Z jednej strony urlop to szansa na zgubienie kilogramów – więcej ruchu na świeżym powietrzu, więcej sportów, mniej siedzenia za biurkiem, łatwo dostępne owoce i warzywa… Czego chcieć więcej? Niestety, od możliwości wysiłku fizycznego często wolimy wylegiwanie się na plaży, zaś wszechobecność letniej gastronomii jedynie pogarsza sytuację.
- Jeśli chodzi o napoje, to choć piwo chłodzi najprzyjemniej, jest też dość tuczące i limit jednego na dzień to rozsądna granica. Najlepiej wybierajmy wodę mineralną z lodem i cytryną, ewentualnie sok rozcieńczony pół na pół z wodą. Napojów słodzonych typu cola czy lemoniada należy w ogóle unikać. Dobry pomysł to zawsze herbata mrożona, ale lepiej przygotować ją samemu w domu dosładzając miodem a nie cukrem.
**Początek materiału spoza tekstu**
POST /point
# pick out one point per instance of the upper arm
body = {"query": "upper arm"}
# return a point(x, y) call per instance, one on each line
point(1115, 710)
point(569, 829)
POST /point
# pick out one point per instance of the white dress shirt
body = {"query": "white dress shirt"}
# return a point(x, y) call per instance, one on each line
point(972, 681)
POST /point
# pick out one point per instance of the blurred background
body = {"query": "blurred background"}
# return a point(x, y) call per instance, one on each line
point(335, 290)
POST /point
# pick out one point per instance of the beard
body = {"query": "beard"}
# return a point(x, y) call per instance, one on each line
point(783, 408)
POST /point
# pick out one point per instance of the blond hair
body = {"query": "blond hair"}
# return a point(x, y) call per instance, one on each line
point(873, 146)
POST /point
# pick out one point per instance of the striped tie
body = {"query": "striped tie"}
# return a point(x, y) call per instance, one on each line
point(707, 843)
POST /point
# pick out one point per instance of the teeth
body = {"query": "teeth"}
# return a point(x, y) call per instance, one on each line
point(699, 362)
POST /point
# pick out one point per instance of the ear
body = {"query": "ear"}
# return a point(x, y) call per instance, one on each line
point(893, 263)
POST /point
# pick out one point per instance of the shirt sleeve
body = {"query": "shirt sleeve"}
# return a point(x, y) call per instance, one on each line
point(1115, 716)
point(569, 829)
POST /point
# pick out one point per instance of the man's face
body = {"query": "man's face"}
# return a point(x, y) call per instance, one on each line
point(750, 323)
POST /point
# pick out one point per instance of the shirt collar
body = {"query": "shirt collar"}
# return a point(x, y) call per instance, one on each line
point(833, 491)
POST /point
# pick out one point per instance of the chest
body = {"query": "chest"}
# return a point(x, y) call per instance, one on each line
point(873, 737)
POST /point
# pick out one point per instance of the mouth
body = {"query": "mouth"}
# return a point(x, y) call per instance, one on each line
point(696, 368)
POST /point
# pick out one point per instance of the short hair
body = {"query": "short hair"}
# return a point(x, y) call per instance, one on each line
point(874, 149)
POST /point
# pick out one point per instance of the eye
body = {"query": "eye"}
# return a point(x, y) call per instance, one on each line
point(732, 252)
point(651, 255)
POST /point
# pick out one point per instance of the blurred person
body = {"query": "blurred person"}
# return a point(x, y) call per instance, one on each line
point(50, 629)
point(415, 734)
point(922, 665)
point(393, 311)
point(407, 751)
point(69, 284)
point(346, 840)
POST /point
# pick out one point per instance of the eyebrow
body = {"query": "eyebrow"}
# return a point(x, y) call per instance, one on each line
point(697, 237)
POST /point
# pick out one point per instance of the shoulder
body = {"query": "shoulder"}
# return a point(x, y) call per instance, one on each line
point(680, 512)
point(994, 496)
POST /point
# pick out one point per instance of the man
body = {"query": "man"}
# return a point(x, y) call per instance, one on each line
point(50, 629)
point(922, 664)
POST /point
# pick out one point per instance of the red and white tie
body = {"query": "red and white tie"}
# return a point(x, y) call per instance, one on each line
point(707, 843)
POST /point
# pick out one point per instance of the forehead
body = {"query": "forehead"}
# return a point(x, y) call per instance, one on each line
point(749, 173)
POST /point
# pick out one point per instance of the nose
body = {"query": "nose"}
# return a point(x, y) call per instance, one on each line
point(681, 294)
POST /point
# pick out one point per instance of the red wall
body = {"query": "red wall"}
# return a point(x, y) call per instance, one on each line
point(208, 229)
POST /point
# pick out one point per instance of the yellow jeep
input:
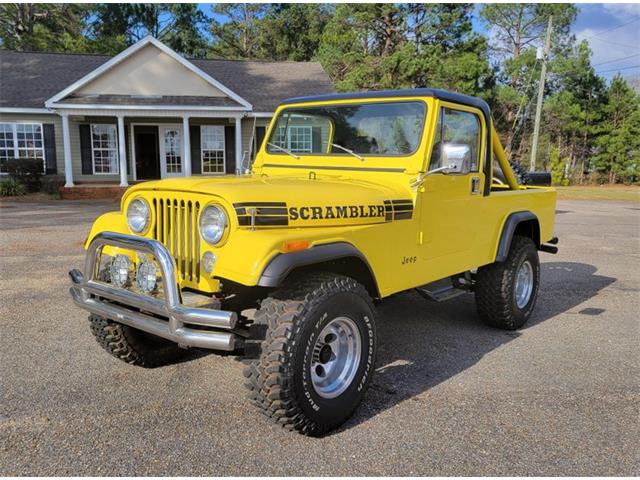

- Jedząc na mieście zawsze zaczynajmy od menu sałatkowego – te duże z kurczakiem, rybą czy serem mogą być bardzo pożywne a dodatkowo wzbogacają dietę o witaminy.
- Ograniczajmy się do jednego dania: jeśli zupa to pożywna i z chlebem, jeśli przystawka to już bez dania głównego. W wielu restauracjach można poprosić o połowiczną porcję.
- Unikajmy jak ognia fast-foodów – bogate w tłuszcze i sól są największą bomba kaloryczną a w podejrzanej małej gastronomii mogą nam jeszcze grozić rozstroje żołądkowe i poważne zatrucia.
- Na plażowe przekąski wybierajmy zdecydowanie owoce – zaspokajają nie tylko głód, ale i pragnienie, są mało kaloryczne i w sezonie niedrogie. Jeśli kuszą nas mimo wszystko lody, to sorbet jest pomysłem znacznie bardziej przyjaznym diecie – wartość energetyczna jest zwykle dwa razy niższa niż w tradycyjnych lodach.
- Nawet jeśli trzymamy twardy reżim, nigdy nie zapominajmy o porządnym śniadaniu z pełnoziarnistymi węglowodanami i białkiem. Na cały dzień na świeżym powietrzu potrzeba nam dużo energii i jeśli z rana nie dojemy, to prędzej czy później rzucimy się na jakąś grzeszną porcję frytek.
- Na domowych imprezach typu ognisko czy grill, które tradycyjnie obracają się wokół kiełbasy i czerwonego mięsa, zabierzmy zawsze własny koszyk. Grillowane warzywa czy opiekany chleb, ziemniak z sałatką albo jabłko na ognisku to dużo zabawy, a mało wyrzutów sumienia.
- Uważajmy na alkohol, który naprawdę dodaje brzucha. Likiery i piwo to bomby kaloryczne, drinki też mogą być ciężkie zważywszy na słodkie dodatki. Najzdrowiej pić wino i to jak mistrzowie Francuzi – popijając często wodą.